Yang Yi, Madanian Samaneh, Parry David
Auckland University of Technology, Auckland, New Zealand.
Murdoch University, Perth, Australia.
JMIR Med Inform. 2024 Jan 12;12:e48273. doi: 10.2196/48273.
The phenomenon of patients missing booked appointments without canceling them-known as Did Not Show (DNS), Did Not Attend (DNA), or Failed To Attend (FTA)-has a detrimental effect on patients' health and results in massive health care resource wastage.
Our objective was to develop machine learning (ML) models and evaluate their performance in predicting the likelihood of DNS for hospital outpatient appointments at the MidCentral District Health Board (MDHB) in New Zealand.
We sourced 5 years of MDHB outpatient records (a total of 1,080,566 outpatient visits) to build the ML prediction models. We developed 3 ML models using logistic regression, random forest, and Extreme Gradient Boosting (XGBoost). Subsequently, 10-fold cross-validation and hyperparameter tuning were deployed to minimize model bias and boost the algorithms' prediction strength. All models were evaluated against accuracy, sensitivity, specificity, and area under the receiver operating characteristic (AUROC) curve metrics.
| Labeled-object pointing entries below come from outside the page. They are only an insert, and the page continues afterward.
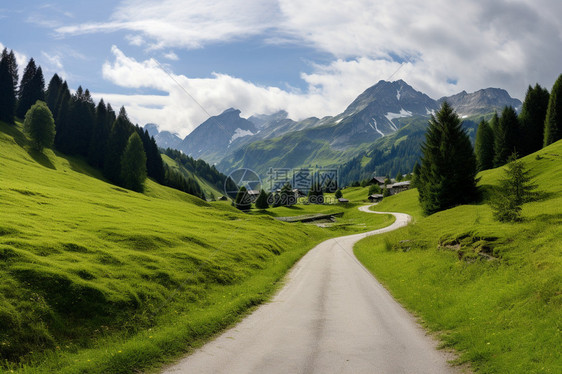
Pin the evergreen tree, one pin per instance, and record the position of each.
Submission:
(287, 196)
(506, 137)
(40, 126)
(53, 91)
(553, 122)
(120, 133)
(12, 66)
(100, 136)
(338, 194)
(532, 118)
(81, 120)
(515, 189)
(484, 146)
(62, 138)
(448, 166)
(316, 193)
(133, 164)
(243, 200)
(32, 88)
(262, 200)
(7, 90)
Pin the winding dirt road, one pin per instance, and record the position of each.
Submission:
(332, 316)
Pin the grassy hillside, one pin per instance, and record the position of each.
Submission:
(98, 279)
(205, 185)
(493, 290)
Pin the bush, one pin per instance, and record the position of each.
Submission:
(40, 126)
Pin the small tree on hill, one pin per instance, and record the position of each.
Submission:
(515, 189)
(40, 126)
(262, 200)
(553, 122)
(506, 136)
(447, 174)
(243, 201)
(133, 164)
(484, 146)
(338, 194)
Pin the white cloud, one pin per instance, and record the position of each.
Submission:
(187, 102)
(187, 24)
(473, 44)
(171, 56)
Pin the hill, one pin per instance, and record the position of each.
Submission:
(492, 290)
(100, 279)
(275, 141)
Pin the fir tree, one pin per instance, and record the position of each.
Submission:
(40, 126)
(448, 166)
(262, 200)
(514, 190)
(506, 136)
(484, 146)
(553, 122)
(7, 90)
(243, 201)
(62, 138)
(338, 194)
(100, 136)
(532, 118)
(52, 94)
(133, 164)
(120, 133)
(32, 88)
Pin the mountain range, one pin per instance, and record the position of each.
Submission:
(368, 127)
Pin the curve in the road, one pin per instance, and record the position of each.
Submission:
(332, 316)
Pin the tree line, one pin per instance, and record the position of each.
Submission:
(125, 153)
(538, 125)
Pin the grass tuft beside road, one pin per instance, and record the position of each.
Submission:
(492, 290)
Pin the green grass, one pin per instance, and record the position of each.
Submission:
(98, 279)
(493, 290)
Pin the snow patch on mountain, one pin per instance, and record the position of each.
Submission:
(239, 133)
(376, 128)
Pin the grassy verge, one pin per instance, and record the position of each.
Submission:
(97, 279)
(492, 290)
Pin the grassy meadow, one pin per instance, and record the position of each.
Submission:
(98, 279)
(492, 290)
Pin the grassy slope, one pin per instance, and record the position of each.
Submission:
(504, 315)
(208, 189)
(99, 279)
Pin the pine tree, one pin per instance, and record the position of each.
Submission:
(515, 189)
(133, 164)
(243, 201)
(484, 146)
(7, 90)
(40, 126)
(52, 94)
(506, 137)
(120, 133)
(532, 118)
(32, 88)
(62, 138)
(100, 136)
(12, 66)
(262, 200)
(316, 193)
(553, 122)
(448, 166)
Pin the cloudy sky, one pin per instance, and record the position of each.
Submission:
(175, 62)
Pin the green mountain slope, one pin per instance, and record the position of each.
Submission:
(493, 290)
(99, 279)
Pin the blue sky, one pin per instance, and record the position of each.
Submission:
(309, 58)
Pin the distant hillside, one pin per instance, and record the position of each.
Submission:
(373, 128)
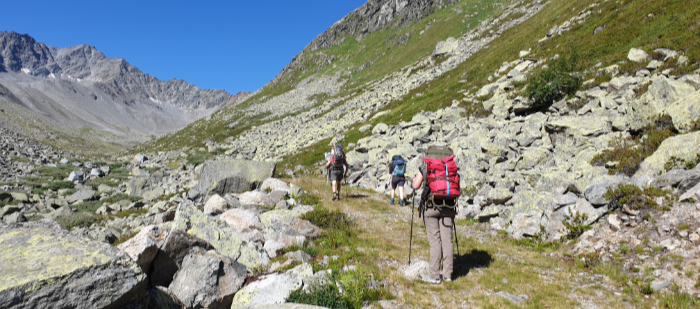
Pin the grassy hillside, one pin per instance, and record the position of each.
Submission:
(642, 24)
(379, 48)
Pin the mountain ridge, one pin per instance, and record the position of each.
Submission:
(79, 89)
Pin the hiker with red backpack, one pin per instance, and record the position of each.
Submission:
(397, 177)
(440, 181)
(335, 169)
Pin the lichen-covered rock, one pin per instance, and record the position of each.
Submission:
(207, 279)
(269, 289)
(215, 205)
(226, 175)
(256, 198)
(685, 146)
(274, 184)
(216, 232)
(43, 266)
(142, 248)
(170, 255)
(242, 220)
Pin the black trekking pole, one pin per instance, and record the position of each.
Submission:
(410, 240)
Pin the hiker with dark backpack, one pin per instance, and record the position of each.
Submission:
(335, 169)
(439, 177)
(397, 177)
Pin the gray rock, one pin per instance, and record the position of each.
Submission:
(139, 158)
(78, 176)
(61, 211)
(689, 182)
(221, 236)
(274, 184)
(9, 209)
(566, 199)
(298, 256)
(277, 196)
(637, 55)
(256, 198)
(170, 255)
(269, 289)
(595, 192)
(19, 197)
(511, 297)
(227, 175)
(142, 248)
(97, 172)
(14, 218)
(207, 279)
(216, 205)
(380, 128)
(82, 194)
(76, 272)
(242, 220)
(658, 285)
(670, 178)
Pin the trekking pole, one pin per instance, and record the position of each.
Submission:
(410, 240)
(459, 256)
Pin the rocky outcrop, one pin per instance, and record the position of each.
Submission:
(226, 175)
(44, 266)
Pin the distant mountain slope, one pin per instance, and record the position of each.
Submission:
(79, 88)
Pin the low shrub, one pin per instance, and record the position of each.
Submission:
(554, 82)
(326, 296)
(630, 153)
(575, 224)
(680, 300)
(633, 197)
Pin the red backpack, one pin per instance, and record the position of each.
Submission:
(443, 178)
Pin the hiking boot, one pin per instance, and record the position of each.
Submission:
(429, 280)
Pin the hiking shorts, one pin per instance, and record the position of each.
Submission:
(337, 174)
(397, 181)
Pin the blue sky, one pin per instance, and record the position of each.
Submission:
(231, 45)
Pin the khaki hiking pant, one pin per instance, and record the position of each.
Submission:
(438, 225)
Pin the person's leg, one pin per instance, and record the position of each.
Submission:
(447, 248)
(433, 231)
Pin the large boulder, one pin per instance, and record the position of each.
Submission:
(82, 194)
(226, 175)
(274, 184)
(685, 146)
(43, 266)
(142, 248)
(207, 279)
(242, 220)
(595, 193)
(170, 255)
(268, 289)
(216, 205)
(256, 198)
(225, 239)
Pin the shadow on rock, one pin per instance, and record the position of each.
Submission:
(473, 259)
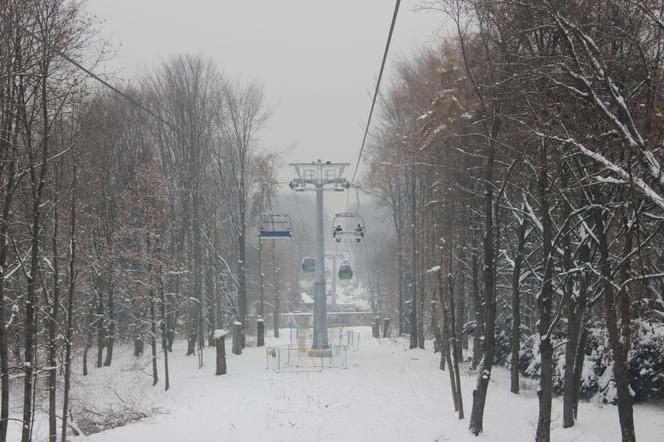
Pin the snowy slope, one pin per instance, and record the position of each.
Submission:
(388, 393)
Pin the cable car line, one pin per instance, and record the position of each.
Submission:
(380, 76)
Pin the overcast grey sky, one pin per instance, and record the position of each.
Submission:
(317, 60)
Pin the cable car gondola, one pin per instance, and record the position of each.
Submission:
(275, 225)
(308, 264)
(348, 226)
(345, 271)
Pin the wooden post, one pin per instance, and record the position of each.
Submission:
(260, 332)
(237, 338)
(220, 342)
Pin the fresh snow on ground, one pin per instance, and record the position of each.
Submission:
(388, 393)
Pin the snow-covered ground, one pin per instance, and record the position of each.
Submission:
(388, 393)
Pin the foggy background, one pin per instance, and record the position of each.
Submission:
(318, 62)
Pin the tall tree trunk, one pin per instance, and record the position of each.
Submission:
(625, 410)
(277, 294)
(164, 335)
(414, 258)
(53, 307)
(260, 324)
(110, 330)
(544, 305)
(486, 364)
(574, 347)
(516, 309)
(478, 331)
(70, 306)
(4, 248)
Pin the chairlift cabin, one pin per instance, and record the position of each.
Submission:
(348, 226)
(345, 271)
(308, 264)
(275, 225)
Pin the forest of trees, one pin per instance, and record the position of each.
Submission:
(128, 215)
(521, 163)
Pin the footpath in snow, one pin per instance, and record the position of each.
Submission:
(388, 393)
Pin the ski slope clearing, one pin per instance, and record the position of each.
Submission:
(388, 393)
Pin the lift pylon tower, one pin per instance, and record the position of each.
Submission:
(319, 176)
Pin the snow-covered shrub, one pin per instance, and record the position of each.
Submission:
(646, 365)
(503, 342)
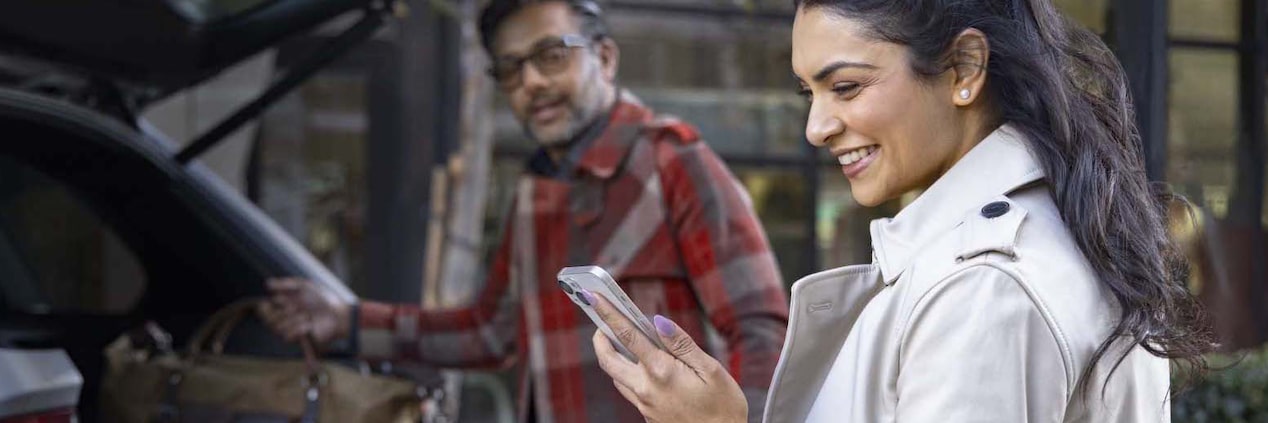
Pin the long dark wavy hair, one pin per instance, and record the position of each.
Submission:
(1059, 84)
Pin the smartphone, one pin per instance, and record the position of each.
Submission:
(597, 281)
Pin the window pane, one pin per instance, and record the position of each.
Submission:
(1203, 126)
(1088, 13)
(56, 255)
(312, 170)
(737, 124)
(780, 198)
(1206, 19)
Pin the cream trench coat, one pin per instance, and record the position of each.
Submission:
(978, 308)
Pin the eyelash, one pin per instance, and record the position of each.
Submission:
(841, 90)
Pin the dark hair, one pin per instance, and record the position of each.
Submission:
(587, 13)
(1059, 84)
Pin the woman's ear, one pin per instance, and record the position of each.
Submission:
(970, 55)
(609, 57)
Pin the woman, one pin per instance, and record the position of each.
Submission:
(1032, 279)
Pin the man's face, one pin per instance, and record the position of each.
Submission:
(557, 100)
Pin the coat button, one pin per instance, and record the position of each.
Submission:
(994, 209)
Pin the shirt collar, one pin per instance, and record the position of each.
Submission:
(997, 166)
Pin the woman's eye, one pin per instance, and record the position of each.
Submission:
(805, 94)
(846, 89)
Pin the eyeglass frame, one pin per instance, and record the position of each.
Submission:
(569, 41)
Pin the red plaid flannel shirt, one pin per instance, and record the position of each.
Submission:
(666, 217)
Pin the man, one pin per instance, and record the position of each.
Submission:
(613, 185)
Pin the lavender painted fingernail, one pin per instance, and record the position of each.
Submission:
(665, 326)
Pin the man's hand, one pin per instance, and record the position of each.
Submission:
(301, 308)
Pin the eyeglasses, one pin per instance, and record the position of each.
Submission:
(548, 57)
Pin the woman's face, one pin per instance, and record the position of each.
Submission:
(892, 129)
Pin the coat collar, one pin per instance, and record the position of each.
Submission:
(998, 165)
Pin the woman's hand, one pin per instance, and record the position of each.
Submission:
(682, 384)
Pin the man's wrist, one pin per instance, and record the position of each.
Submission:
(348, 332)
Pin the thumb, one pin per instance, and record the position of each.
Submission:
(680, 345)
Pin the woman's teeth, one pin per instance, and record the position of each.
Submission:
(853, 156)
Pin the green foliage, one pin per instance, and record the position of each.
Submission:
(1236, 391)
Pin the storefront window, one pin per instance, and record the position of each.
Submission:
(312, 170)
(1210, 20)
(1203, 127)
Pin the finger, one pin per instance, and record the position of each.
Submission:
(268, 313)
(628, 394)
(614, 364)
(680, 345)
(293, 328)
(627, 333)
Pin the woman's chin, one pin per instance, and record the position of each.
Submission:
(867, 198)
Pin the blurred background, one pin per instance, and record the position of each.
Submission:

Based on 5 years of MDHB data, the best prediction classifier was XGBoost, with an area under the curve (AUC) of 0.92, sensitivity of 0.83, and specificity of 0.85. The patients' DNS history, age, ethnicity, and appointment lead time significantly contributed to DNS prediction. An ML system trained on a large data set can produce useful levels of DNS prediction.
This research is one of the very first published studies that use ML technologies to assist with DNS management in New Zealand. It is a proof of concept and could be used to benchmark DNS predictions for the MDHB and other district health boards. We encourage conducting additional qualitative research to investigate the root cause of DNS issues and potential solutions. Addressing DNS using better strategies potentially can result in better utilization of health care resources and improve health equity.
患者未取消已预约的就诊,即爽约现象(又称未到诊、未就诊或未出席),对患者健康有不利影响,并导致大量医疗资源浪费。
我们的目的是开发机器学习(ML)模型,并评估其在预测新西兰中中央地区卫生委员会(MDHB)医院门诊预约爽约可能性方面的性能。
我们获取了5年的MDHB门诊记录(共1,080,566次门诊就诊)来构建ML预测模型。我们使用逻辑回归、随机森林和极端梯度提升(XGBoost)开发了3种ML模型。随后,采用10折交叉验证和超参数调整来最小化模型偏差并增强算法的预测能力。所有模型均根据准确率、灵敏度、特异性和受试者工作特征曲线下面积(AUROC)指标进行评估。
基于5年的MDHB数据,最佳预测分类器是XGBoost,曲线下面积(AUC)为0.92,灵敏度为0.83,特异性为0.85。患者的爽约历史、年龄、种族和预约提前期对爽约预测有显著贡献。在大数据集上训练的ML系统可以产生有用的爽约预测水平。
本研究是新西兰最早发表的使用ML技术辅助爽约管理的研究之一。这是一个概念验证,可用于为MDHB和其他地区卫生委员会的爽约预测设定基准。我们鼓励开展更多定性研究,以调查爽约问题的根本原因和潜在解决方案。采用更好的策略解决爽约问题可能会提高医疗资源的利用率并改善健康公平性。